Trouvez-vous que le mouvement féministe français est assez internationaliste ?

C’est une bonne question… Je pense que les sujets qui sont portés par le mouvement féministe français, restent des sujets très franco-français en majorité. Mais est-ce un problème ? Il y a des organisations qui ont assez conscience de l’importance de l’Union Européenne par exemple. Je pense que globalement les organisations féministes françaises sont sur des problématiques françaises et certaines d’entre elles ont des déclinaisons internationales.

Quels sont les prochains événements qui auront lieu avec la CLEF ?

Nous avons une actualité un petit peu chargée. Nous serons à New York à la 67e Commission de la condition de la femme des Nations Unies (CSW) la semaine du 8 mars. Nous avons proposé à la ministre Isabelle Rome un événement officiel, soutenu par la France sur la cyberpornographie. Dans le cadre de l’ONU, la CSW est une manifestation internationale de très grande importance. Nous souhaitons présenter aux autres organisations internationales l’impact de la cyberpornographie sur l’éducation des jeunes et sur les rapports entre les filles et les garçons en nous appuyant notamment sur le rapport du Sénat “Pornographie l’enfer du décor” qui montre que la pornographie de manière générale est une violence à l’encontre des filles et des femmes. Dans ce rapport, il y a un volet sur la cyberpornographie.

Nous profiterons de notre présence à New York pour faire un Mardi de la CLEF, débat qui se tiendra le 8 mars et qui portera sur la diplomatie féministe. Nous aurons des intervenantes à New York mais également à Paris.

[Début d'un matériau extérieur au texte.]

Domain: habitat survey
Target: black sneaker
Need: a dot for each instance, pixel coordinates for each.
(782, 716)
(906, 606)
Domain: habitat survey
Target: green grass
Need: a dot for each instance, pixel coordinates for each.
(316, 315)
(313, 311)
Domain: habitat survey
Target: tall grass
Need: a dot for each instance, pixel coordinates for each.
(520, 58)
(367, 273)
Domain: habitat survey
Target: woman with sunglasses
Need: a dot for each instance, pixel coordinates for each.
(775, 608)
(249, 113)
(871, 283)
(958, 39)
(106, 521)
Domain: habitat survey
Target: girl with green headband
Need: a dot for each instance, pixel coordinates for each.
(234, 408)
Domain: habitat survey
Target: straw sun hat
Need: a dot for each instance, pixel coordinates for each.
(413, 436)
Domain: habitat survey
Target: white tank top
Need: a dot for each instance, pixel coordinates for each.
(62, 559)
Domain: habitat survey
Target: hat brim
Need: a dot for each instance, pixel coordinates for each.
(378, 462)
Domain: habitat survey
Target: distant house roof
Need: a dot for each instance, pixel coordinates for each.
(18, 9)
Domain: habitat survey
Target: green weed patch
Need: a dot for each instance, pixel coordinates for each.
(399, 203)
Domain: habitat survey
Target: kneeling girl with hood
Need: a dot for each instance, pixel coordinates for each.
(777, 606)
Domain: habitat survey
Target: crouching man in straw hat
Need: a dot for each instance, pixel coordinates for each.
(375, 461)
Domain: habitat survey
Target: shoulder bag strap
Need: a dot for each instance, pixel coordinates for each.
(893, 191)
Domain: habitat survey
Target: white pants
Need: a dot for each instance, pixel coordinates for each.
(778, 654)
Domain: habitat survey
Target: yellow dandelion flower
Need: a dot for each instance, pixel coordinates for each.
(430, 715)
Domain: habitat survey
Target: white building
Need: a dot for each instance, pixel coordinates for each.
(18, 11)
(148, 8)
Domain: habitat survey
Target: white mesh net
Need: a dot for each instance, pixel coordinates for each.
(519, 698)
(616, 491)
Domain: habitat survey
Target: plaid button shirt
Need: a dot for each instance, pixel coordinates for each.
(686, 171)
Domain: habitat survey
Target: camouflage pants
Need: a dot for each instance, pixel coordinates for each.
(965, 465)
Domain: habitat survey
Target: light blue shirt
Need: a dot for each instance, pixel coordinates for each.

Le 21 mars, nous organisons un webinaire avec le LEF afin de présenter aux autres coordinations nationales d’Europe, les travaux conduits par le Sénat sur la pornographie et les actions judiciaires conduites par Osez Le Féminisme, dans l’affaire dite du French bukkake.

Aussi, tous les premiers mardis du mois nous faisons, à la Cité Audacieuse, en présentiel et en visio-conférence un événement sur les droits des femmes avec 3 ou 4 intervenantes. Dernièrement nous avons parlé des métiers du Care, puisque nous avons une stratégie du Care qui a été déployée par l’Union Européenne en début d’année dernière. Nous avons également fait un mardi de la CLEF sur la pédocriminalité.